- Oil (and stock markets) try to shrug off latest military engagement between Iran and America
- Brent crude trades just below $100 a barrel
- Oil futures are still in ‘backwardation’ all the same to suggest near-term supply stresses remain
- Price increases all along the futures curve would speak of increased concern over long-term global supply
“Despite the latest military skirmishes between America and Iran, the price of Brent crude stands just below $100 a barrel, to suggest that financial markets’ are keeping faith in their preferred and anticipated outcome of a peaceful resolution, a reopening of the Strait of Hormuz and a normalisation in the supply and price of oil,” says AJ Bell investment director Russ Mould.
“But investors need to think about how oil is priced when they consider whether, or for how long, the cost of crude could influence global inflation and growth, and, in turn, central bank monetary policy, corporate earnings and consumer confidence.
Source: LSEG Refinitiv data
“The prevailing price quote of $99 a barrel for Brent crude refers to futures prices for delivery in July. It is the price of ‘paper’ oil, used by producers, buyers, and traders to manage and hedge their exposures as much as it is to arrange and take shipment.
“Anyone wanting physical delivery today will have to pay a premium.
“Moreover, at the time of writing, Brent crude for delivery in August trades at $96.45, for December at $77.58 and at $75.55 for one year’s time. That May 2027 delivery price is not too far away from the $70-a-barrel mark at which Brent crude traded before the US launched its first strikes on Iran on the last day of February.
Source: LSEG Refinitiv data, ICE. As of 26 May, at 10:00
“This downward sloping price curve from physical oil to paper futures is known as ‘backwardation.’ This is normally a sign that near-term supply remains tight relative to demand.
“The opposite, when later futures prices are higher than near-term ones, is known as ‘contango.’ An upward-sloping futures curve usually signifies a near-term glut, as oil trades price the cost of storage into future delivery.
“Given the ongoing blockades in the Strait of Hormuz, no-one will be surprised to see the oil price curve in backwardation.
“In addition, the downward sloping price curve may reflect confidence that supply will return to the market once Washington and Tehran reach a peace settlement soon, a scenario which equity markets are discounting too, judging by how many major indices trade at or near to all-time highs.

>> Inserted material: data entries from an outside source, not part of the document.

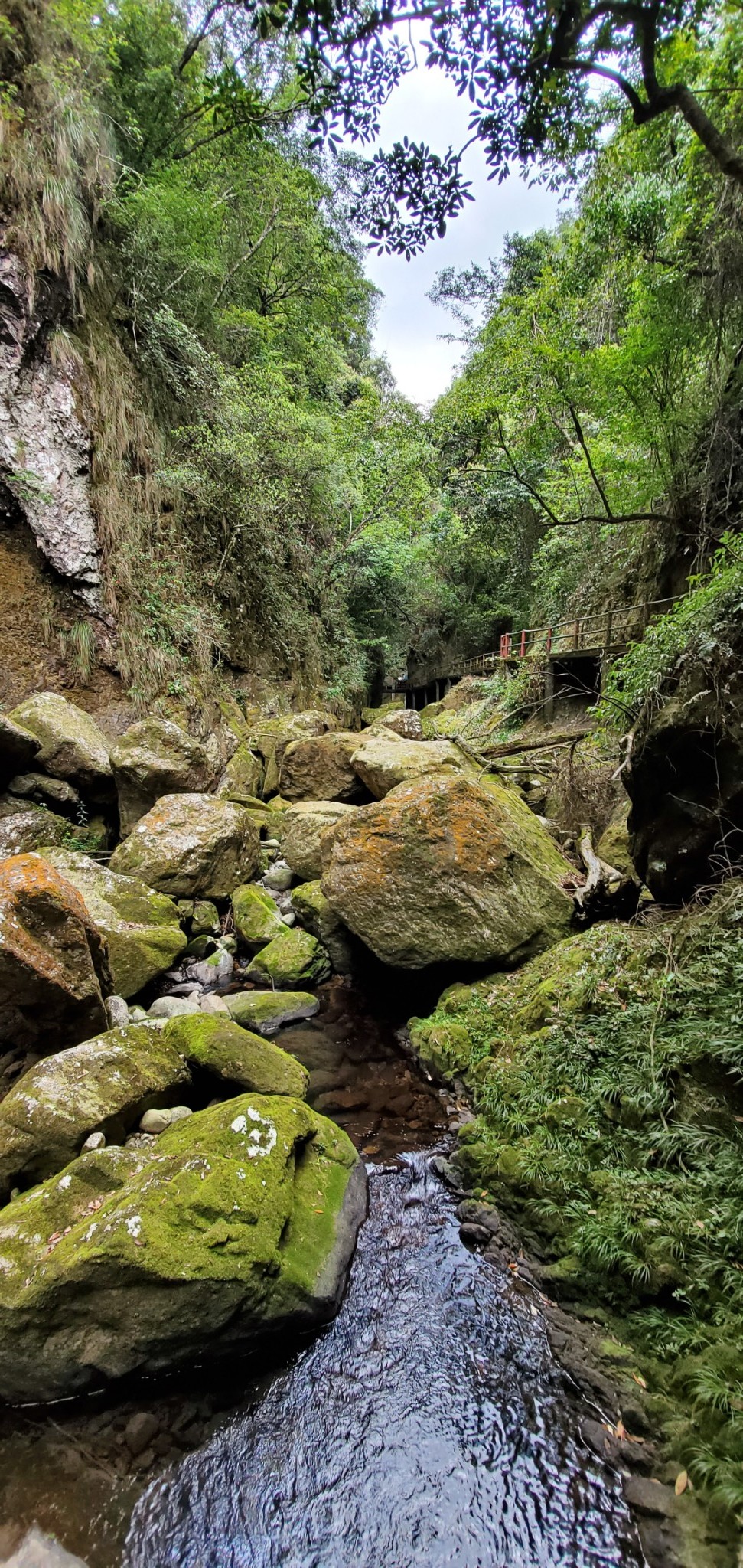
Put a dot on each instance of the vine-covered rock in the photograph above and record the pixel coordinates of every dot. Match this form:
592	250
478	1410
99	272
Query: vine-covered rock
140	926
239	1222
191	845
71	743
54	966
444	869
155	758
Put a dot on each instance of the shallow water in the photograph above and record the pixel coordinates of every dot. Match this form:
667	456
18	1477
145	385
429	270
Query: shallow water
429	1426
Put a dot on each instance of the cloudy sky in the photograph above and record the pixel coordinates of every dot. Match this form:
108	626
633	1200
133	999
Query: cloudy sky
425	107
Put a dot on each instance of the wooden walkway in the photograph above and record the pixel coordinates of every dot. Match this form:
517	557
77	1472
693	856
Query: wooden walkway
591	635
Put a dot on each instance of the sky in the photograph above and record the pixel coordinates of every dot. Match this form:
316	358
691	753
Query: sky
425	107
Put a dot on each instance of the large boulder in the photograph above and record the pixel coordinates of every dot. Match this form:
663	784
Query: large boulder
18	748
320	769
243	776
239	1222
54	968
140	926
256	916
317	916
267	1011
155	758
272	737
444	869
191	845
384	760
292	960
301	828
71	743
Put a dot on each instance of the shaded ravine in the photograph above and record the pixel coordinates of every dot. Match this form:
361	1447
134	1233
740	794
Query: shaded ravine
429	1426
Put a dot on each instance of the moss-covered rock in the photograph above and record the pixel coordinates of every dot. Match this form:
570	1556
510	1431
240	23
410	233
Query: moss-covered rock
191	845
256	915
444	869
101	1086
267	1011
320	769
71	743
157	758
243	776
248	1062
317	916
294	959
236	1223
301	830
140	926
383	760
54	965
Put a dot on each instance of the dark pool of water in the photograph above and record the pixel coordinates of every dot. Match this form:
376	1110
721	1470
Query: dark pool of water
429	1426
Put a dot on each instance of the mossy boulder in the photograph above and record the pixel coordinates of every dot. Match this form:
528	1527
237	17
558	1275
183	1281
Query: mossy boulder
233	1054
267	1011
292	960
256	915
243	776
320	769
140	926
301	830
101	1086
237	1223
442	869
54	965
157	758
317	916
191	845
71	743
383	760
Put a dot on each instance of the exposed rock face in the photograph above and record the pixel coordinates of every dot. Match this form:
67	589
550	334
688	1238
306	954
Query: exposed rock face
444	869
155	758
140	926
300	833
686	782
294	959
73	746
256	915
191	845
44	444
383	760
236	1223
54	968
320	769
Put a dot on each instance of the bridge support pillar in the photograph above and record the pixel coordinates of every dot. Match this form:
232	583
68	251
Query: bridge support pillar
549	692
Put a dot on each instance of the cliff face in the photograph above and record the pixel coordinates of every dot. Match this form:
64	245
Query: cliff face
44	443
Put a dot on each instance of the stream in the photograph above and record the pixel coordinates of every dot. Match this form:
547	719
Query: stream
427	1426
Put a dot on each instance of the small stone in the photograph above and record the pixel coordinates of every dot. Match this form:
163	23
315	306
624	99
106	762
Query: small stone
155	1120
116	1011
213	1004
140	1430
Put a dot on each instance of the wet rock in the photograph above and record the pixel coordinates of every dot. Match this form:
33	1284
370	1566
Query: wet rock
444	869
237	1223
54	968
71	743
191	845
384	760
157	758
320	769
301	830
267	1014
140	926
292	960
256	915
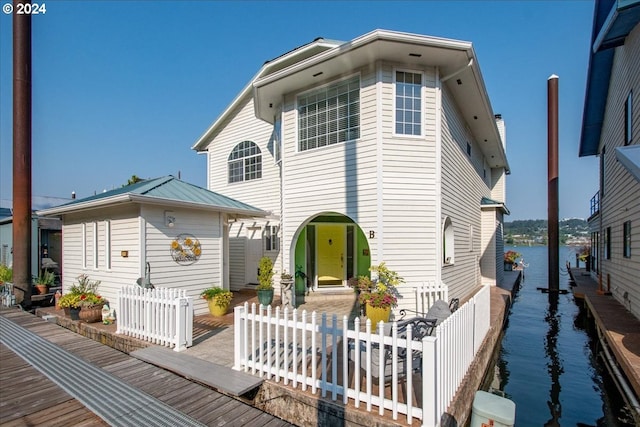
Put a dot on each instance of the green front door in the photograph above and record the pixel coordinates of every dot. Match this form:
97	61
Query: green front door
331	248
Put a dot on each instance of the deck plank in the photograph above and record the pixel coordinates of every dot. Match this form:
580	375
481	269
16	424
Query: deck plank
216	376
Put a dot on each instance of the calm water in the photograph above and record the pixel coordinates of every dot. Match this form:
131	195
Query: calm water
546	365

“The easing of sanctions against Russia, or at least Russian-sourced products, the UAE’s break away from OPEC+ and the use of strategic reserves to boost near-term supply are also convincing markets that the oil price will not stay higher for longer on a sustained basis. America’s ongoing production boom is also a source of reassurance, thanks to shale, and a welcome contrast to the oil price shocks of the 1970s, when America was an importer and not an exporter.
Source: US Energy Information Administration
“Crude has barely threatened the high reached in 2022 after Russia’s attack on Ukraine, let along the all-time peak of $147 seen in 2008.
“But even a peace settlement may not permit the oil price to retreat to its pre-war mark of $70 a barrel too quickly.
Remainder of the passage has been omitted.